William B. Plummer – EVP and CFO: So, we’ve spent some time recently with our Board talking about this very topic and we’ve aligned around a view that we will be targeting a lower level of leverage to sustain over the next number of years. So, if you look at leverage just as total debt-to-EBITDA, and I know that’s overly simplistic, but just to keep it simple we’re now targeting a range of between 2.5 and 3.5 times, total debt-to-EBITDA and we feel comfortable that we can maintain that range over the next number of years and it reflects the cash flow profile that we expect to see over the next few years, starting with that $400 million to $500 million range next year; 2.5 to 3.5 will be a normal operating range, so in good times, we’ll trend down towards the lower end of that range. Right now, we expect by the end of next year if you look in our investor deck we gave you some very broad brush forecast. We expect that by the end of the next year, we’ll be solidly in the middle of that range, right at about t3 times from being just below 4 times on a trailing 12 basis right here and now. So, nice robust de-levering over the next year to two and we think that it makes sense for us to maintain those leverage levels as we go forward. What do we with the cash flow beyond 2013. Can I answer that question next year? I think we want to think very carefully about where we reinvest the free cash flow that we have. We are certainly going to be bringing down debt consistently over the next several years, but we also want to make sure that we’re looking for the opportunities that makes sense for our investors.

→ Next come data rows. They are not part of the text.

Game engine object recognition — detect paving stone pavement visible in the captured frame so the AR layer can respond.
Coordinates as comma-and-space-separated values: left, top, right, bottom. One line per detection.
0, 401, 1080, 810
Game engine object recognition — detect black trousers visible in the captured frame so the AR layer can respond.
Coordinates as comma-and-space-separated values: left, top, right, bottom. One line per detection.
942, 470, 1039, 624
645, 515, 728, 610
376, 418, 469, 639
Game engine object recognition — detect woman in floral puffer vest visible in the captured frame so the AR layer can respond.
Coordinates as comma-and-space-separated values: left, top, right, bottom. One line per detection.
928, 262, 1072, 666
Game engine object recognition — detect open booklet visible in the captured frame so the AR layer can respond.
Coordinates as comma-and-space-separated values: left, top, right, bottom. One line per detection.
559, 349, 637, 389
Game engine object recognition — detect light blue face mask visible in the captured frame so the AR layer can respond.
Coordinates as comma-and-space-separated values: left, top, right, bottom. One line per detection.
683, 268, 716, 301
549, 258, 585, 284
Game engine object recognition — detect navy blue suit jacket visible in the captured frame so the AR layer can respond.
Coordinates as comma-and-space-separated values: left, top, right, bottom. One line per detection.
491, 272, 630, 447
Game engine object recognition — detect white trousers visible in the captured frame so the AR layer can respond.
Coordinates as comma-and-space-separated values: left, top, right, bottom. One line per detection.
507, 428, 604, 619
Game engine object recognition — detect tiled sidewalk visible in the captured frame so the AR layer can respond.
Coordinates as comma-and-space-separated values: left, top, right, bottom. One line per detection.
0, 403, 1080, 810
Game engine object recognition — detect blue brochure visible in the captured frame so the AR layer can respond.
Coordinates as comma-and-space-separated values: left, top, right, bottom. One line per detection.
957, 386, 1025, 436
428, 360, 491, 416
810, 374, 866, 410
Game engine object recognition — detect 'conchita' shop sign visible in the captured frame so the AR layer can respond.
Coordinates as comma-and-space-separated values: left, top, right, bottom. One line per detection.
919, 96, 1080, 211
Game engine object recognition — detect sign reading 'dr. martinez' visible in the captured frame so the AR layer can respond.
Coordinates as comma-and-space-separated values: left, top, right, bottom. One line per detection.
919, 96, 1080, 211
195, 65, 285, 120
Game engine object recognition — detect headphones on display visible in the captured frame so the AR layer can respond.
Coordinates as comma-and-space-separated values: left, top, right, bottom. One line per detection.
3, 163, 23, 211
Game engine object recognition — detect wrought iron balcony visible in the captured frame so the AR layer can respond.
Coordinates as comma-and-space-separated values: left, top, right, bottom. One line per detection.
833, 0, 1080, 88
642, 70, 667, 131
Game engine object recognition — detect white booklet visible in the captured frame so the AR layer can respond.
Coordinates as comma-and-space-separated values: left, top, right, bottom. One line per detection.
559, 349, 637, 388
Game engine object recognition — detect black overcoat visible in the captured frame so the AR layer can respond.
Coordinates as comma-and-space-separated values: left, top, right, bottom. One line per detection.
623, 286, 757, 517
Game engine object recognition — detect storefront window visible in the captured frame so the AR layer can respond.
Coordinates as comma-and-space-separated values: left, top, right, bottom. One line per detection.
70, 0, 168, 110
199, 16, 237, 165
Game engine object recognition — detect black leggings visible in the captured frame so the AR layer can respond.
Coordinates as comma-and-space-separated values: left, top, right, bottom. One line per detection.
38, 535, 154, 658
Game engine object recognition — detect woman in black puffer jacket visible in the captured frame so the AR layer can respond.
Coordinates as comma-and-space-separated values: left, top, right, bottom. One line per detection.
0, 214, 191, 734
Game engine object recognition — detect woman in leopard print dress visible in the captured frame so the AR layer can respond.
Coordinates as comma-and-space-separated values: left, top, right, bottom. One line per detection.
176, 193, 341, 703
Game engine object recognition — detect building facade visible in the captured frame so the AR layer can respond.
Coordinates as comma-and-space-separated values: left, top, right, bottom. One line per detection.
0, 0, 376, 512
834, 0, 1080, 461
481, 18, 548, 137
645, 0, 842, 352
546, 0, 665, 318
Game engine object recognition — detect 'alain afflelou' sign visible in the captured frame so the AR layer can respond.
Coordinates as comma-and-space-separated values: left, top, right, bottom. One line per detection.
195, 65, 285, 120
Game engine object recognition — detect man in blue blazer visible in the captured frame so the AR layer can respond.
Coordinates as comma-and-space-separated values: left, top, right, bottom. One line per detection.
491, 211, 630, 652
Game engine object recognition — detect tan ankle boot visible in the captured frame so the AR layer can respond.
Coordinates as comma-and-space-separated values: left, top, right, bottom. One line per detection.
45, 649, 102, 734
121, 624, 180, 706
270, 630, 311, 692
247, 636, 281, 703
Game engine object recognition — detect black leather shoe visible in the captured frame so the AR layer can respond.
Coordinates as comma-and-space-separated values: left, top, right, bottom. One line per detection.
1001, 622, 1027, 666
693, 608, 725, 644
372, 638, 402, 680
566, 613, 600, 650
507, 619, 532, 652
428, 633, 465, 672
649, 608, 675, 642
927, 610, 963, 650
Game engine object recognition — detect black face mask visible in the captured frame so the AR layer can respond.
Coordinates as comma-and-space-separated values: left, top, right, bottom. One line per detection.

Vance Edelson – Morgan Stanley: Then maybe just a clarification on something earlier. You talk about the shift toward the monthly renting and the impact that that has, which makes perfect sense, but I might’ve missed it, but what’s driving the shift itself? I would have thought in this uncertain environment with the elections coming up and so forth, that if anything, rental periods would get even shorter. So, what do you think the driver is there?
William B. Plummer – EVP and CFO: I think it’s the strategy. We’ve been targeting the key account groups that historically have rented equipment for longer periods of time. As we grow the share of revenue from those accounts, it’s a natural outgrowth of being with those accounts. It’s playing very well it’s playing very much according to the strategy. As you grow with those folks, you give yourself a better margin opportunity because the costs fall away and it’s driving to that result as we speak.